Accessibility statement

Giovanni Morelli and his friend Giorgione: Connoisseurship, Science and Irony

Monday 6 May 2013, 4.30PM to 6.00pm

Speaker(s): Luke Uglow

Giovanni Morelli has been vaunted as “the celebrated inventor of scientific connoisseurship”, a reputation that was seemingly validated by his 1880 attribution of the Sleeping Venus in Dresden to the sixteenth-century Venetian painter Giorgione. However, there have always been doubts. Although his writing inspired a fanatical school of disciples, others suspected Morelli’s Kunstwissenschaft was nothing more than a rhetorical strategy.

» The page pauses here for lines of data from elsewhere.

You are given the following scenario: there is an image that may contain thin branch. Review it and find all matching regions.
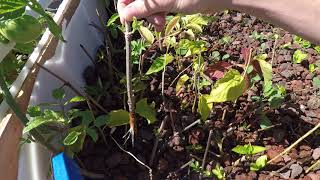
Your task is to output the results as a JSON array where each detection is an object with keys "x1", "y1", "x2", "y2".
[
  {"x1": 110, "y1": 135, "x2": 152, "y2": 180},
  {"x1": 200, "y1": 130, "x2": 213, "y2": 179},
  {"x1": 36, "y1": 63, "x2": 109, "y2": 114},
  {"x1": 125, "y1": 22, "x2": 136, "y2": 146},
  {"x1": 267, "y1": 123, "x2": 320, "y2": 164}
]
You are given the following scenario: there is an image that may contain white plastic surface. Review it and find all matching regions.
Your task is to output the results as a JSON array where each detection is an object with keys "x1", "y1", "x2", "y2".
[{"x1": 18, "y1": 0, "x2": 104, "y2": 180}]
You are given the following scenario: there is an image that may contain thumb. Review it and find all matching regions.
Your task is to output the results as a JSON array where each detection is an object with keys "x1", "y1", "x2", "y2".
[{"x1": 119, "y1": 0, "x2": 172, "y2": 21}]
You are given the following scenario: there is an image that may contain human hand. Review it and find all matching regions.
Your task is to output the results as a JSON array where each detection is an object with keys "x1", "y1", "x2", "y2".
[{"x1": 118, "y1": 0, "x2": 231, "y2": 31}]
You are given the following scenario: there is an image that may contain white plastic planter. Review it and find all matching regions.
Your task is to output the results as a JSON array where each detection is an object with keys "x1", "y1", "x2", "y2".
[{"x1": 0, "y1": 0, "x2": 108, "y2": 180}]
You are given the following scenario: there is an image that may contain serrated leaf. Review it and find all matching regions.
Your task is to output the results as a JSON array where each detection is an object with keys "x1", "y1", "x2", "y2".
[
  {"x1": 250, "y1": 155, "x2": 268, "y2": 171},
  {"x1": 255, "y1": 54, "x2": 273, "y2": 82},
  {"x1": 136, "y1": 98, "x2": 157, "y2": 124},
  {"x1": 208, "y1": 69, "x2": 245, "y2": 103},
  {"x1": 23, "y1": 116, "x2": 55, "y2": 134},
  {"x1": 293, "y1": 50, "x2": 308, "y2": 64},
  {"x1": 52, "y1": 88, "x2": 65, "y2": 100},
  {"x1": 107, "y1": 109, "x2": 129, "y2": 128},
  {"x1": 198, "y1": 95, "x2": 212, "y2": 121},
  {"x1": 176, "y1": 74, "x2": 190, "y2": 93},
  {"x1": 94, "y1": 115, "x2": 109, "y2": 127},
  {"x1": 165, "y1": 16, "x2": 181, "y2": 36},
  {"x1": 139, "y1": 26, "x2": 154, "y2": 44},
  {"x1": 63, "y1": 131, "x2": 81, "y2": 146},
  {"x1": 86, "y1": 128, "x2": 98, "y2": 142},
  {"x1": 146, "y1": 54, "x2": 173, "y2": 75},
  {"x1": 69, "y1": 96, "x2": 86, "y2": 103},
  {"x1": 107, "y1": 13, "x2": 119, "y2": 27}
]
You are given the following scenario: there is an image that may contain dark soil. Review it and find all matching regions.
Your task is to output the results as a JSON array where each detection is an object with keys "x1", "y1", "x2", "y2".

Morelli’s final contribution to the historiography of Giorgione was an 1890 attribution of the Portrait of a Lady in the Borghese Gallery. When passing this judgement, Morelli referred to Giorgione as “my friend”. All things being equal, this seems a strangely unscientific thing to do. The intention of this paper is to ask the question: why? The answer is that the concept of irony was fundamental to Morelli’s thinking. This does not mean that his connoisseurship was, or was not, scientific. Instead, irony allowed for the incongruous fusion of positivist and idealist methods, scientific and religious rhetoric, material and spiritual analysis, of objective and subjective. In Morelli’s writing, irony functions as a critical reflection on the relation between art and science.